Pascal Pavie : « Cela n’a pas beaucoup changé. La consommation bio est toujours très faible : 1 % des Français mangent bio tous les jours. Mais ce marché est en expansion de 9,5 % par an depuis dix ans.
La France, qui était le premier pays d’Europe pour la production bio dans les années 70, est presque le dernier aujourd’hui. On stagne à 2 % de la SAU (surface agricole utile) française. Cela par manque d’aides et donc de volonté politique.
De ce fait, on importe plus de 50 % des produits bio. C’est aberrant dans un pays agricole comme le nôtre. C’est une aberration écologique, pas seulement pour la santé humaine : un kilo de citrons, pour venir d’Afrique du Sud, consomme trois litres de gasoil. Et c’est pareil pour des denrées que l’on pourrait produire localement.
L’agriculture bio progresse plus vite en Italie, en Autriche, en Espagne… Ces pays ont une politique incitative, financée notamment par le 2e pilier de la Pac (Politique agricole commune de l’Union européenne) : en France, on a préféré mettre, dans ce 2e pilier, des mesures agrienvironnementales d’ordre général. »

Le Paysan du Midi : Mais manger bio coûte cher. N’est-ce pas un frein à l’expansion du bio ?

Moutsie : « Si l’on compare un produit bio et un même produit non bio, le premier sera plus cher ; mais manger bio, c’est manger autrement, c’est accepter de payer un juste prix pour avoir un produit de meilleure qualité et produit dans des conditions respectueuses de la planète.
C’est aussi manger moins de viande et davantage de légumes secs, moins de produits transformés, manger plus local, des produits de saison, acheter en vrac plutôt qu’avec beaucoup d’emballages, sur les marchés…
Il est vrai que les gens ne cuisinent plus, qu’ils achètent par exemple des soupes toutes prêtes, qui reviennent plus cher. On peut manger bio à un prix raisonnable. »

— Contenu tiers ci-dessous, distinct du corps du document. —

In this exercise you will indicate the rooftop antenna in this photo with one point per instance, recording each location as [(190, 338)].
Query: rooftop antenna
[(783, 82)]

Pascal Pavie : « Concernant les coûts de production, il est certain que la bio demande plus de main-d’œuvre et a souvent des rendements moindres qu’en conventionnel. Donc on a des coûts plus élevés, mais cela c’est vrai en France, pas en Inde ou en Afrique. En France, il y une rente de situation du fait que l’énergie et les pesticides ne sont pas encore assez chers, et en plus ils n’incluent pas les dépenses de la collectivité pour la dépollution et la santé.
Par ailleurs, une exploitation bio perçoit, en moyenne, 25 à 40 % d’aides en moins qu’une exploitation conventionnelle. »

Le Paysan du Midi : Vous dites qu’il n’y a pas assez d’aides à l’agriculture bio ; ça va changer, avec le Grenelle de l’Environnement ?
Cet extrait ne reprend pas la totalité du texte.